Ia menambahkan bahwa Pemerintah Kota Bekasi berkomitmen memperkuat tata kelola pemerintahan yang transparan, efisien, dan responsif terhadap aspirasi masyarakat. Kolaborasi lintas sektor dan sinergi antarlembaga menjadi fondasi penting dalam mempercepat pembangunan daerah yang berkelanjutan.
“Kami akan terus mendorong kerja sama antara Bappelitbangda, perangkat daerah, dan seluruh ASN agar pembangunan di Kota Bekasi semakin terarah, berkelanjutan, dan berdampak nyata bagi kesejahteraan warga,” ujar Junaedi menegaskan.
Kepala Bappelitbangda Kota Bekasi, Dicky Irawan, juga menilai rakor ini memberikan banyak masukan strategis dalam penyusunan program kerja tahun 2025. Menurutnya, sinkronisasi perencanaan akan memperkecil potensi tumpang tindih dan memastikan setiap program daerah memiliki arah yang sama dengan visi pembangunan nasional.
“Rakor ini menjadi ruang belajar bersama antara daerah dan pusat. Kita bisa menyesuaikan prioritas daerah dengan target nasional tanpa kehilangan karakteristik dan kebutuhan lokal,” kata Dicky.
Selain sebagai ajang koordinasi, kegiatan di Jatinangor ini juga memperkuat jejaring kerja antar-Sekda dan Kepala Bappeda di seluruh Indonesia, sehingga memperluas ruang komunikasi dan kolaborasi lintas daerah.
Junaedi berharap, hasil rakor dapat segera ditindaklanjuti melalui penyelarasan program kerja di tingkat perangkat daerah, agar setiap kebijakan Pemkot Bekasi benar-benar terukur dan memberikan manfaat langsung bagi masyarakat.
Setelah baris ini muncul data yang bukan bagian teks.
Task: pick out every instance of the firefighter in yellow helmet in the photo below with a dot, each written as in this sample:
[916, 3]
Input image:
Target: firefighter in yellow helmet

Ia juga menekankan pentingnya adaptasi terhadap perubahan zaman dalam perencanaan pembangunan. “Kita harus mampu membaca arah kebijakan nasional dan menerjemahkannya secara cerdas ke dalam konteks daerah. Kota Bekasi harus adaptif, inovatif, dan cepat dalam merespons perubahan,” ujarnya.
Dengan terselenggaranya kegiatan ini, Pemerintah Kota Bekasi optimis arah pembangunan ke depan akan semakin terintegrasi, adaptif, dan berorientasi pada keberlanjutan. Sinergi antara pusat dan daerah menjadi kunci utama dalam mewujudkan masyarakat yang maju, mandiri, dan sejahtera.